Subgroup analysis of total-body BMD in SD rats.

3.4.3.2. Resveratrol in 3-month-old rats

A total of 2 studies were included in the subgroup analysis (22, 25). Meta-analysis results showed that compared with the control treatment, resveratrol treatment had no statistically significant effect on improving total-body BMD (p = 0.17) (Figure 10).

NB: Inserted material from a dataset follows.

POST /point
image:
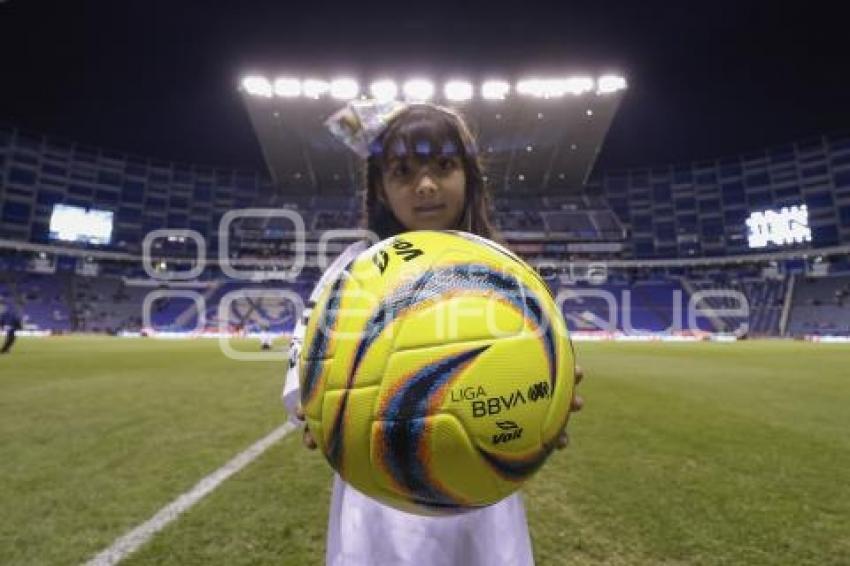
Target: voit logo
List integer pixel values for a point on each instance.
(510, 432)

Subgroup analysis of total-body BMD in 3 months aged rats.

3.5. Publication bias

We plotted corresponding funnel plots for all outcome indicators to evaluate publication bias. The funnel plot results show that the funnel plots of BMD of the total body, Tb. Th, serum phosphorus, and serum osteocalcin are asymmetric, indicating that there may be publication bias in these outcome indicators. The funnel plot of all outcome indicators is shown in Supplementary material 5.

4. Discussion

OP is known as the silent killer, and osteoporotic fractures are a serious complication of OP, which means that the prevention and treatment of OP are important aspects to which public health needs to pay attention. Ethnic medicine or botanical medicine has always been the focus of drug conversion. In recent years, the therapeutic effect of resveratrol on OP has received considerable attention, but research on its anti-OP efficacy or mechanism is mostly limited to animal or cell experiments, which seriously limits the progress of resveratrol in clinical application. To further clarify the anti-OP efficacy of resveratrol, this study summarizes preclinical evidence to provide support to proceed with clinical trials. This meta-analysis found that resveratrol can significantly increase FBMD and LBMD in OP rats, and this conclusion remained consistent at concentrations <10, 10–25, 40–50, and ≥ 60 mg/kg/day. In the improvement of BMD of the total body, resveratrol (<10 mg/kg/day) showed better efficacy than the control group. In terms of improving the parameters related to micro-CT, resveratrol can increase Tb. Th and Tb. N and reduce Tb.Sp. The concentration of resveratrol at 40–50 mg/kg/day can all improve these three bone microstructure indicators. In addition, resveratrol can reduce the concentration of calcium and phosphorus in serum but has no significant effect on serum ALP and osteocalcin, which was also verified in this meta-analysis. Based on preclinical animal research data, we found that resveratrol may have enormous clinical application potential in the treatment of OP, which means that resveratrol may become a candidate drug for OP treatment, but this still needs to be verified through large-scale clinical studies in the future.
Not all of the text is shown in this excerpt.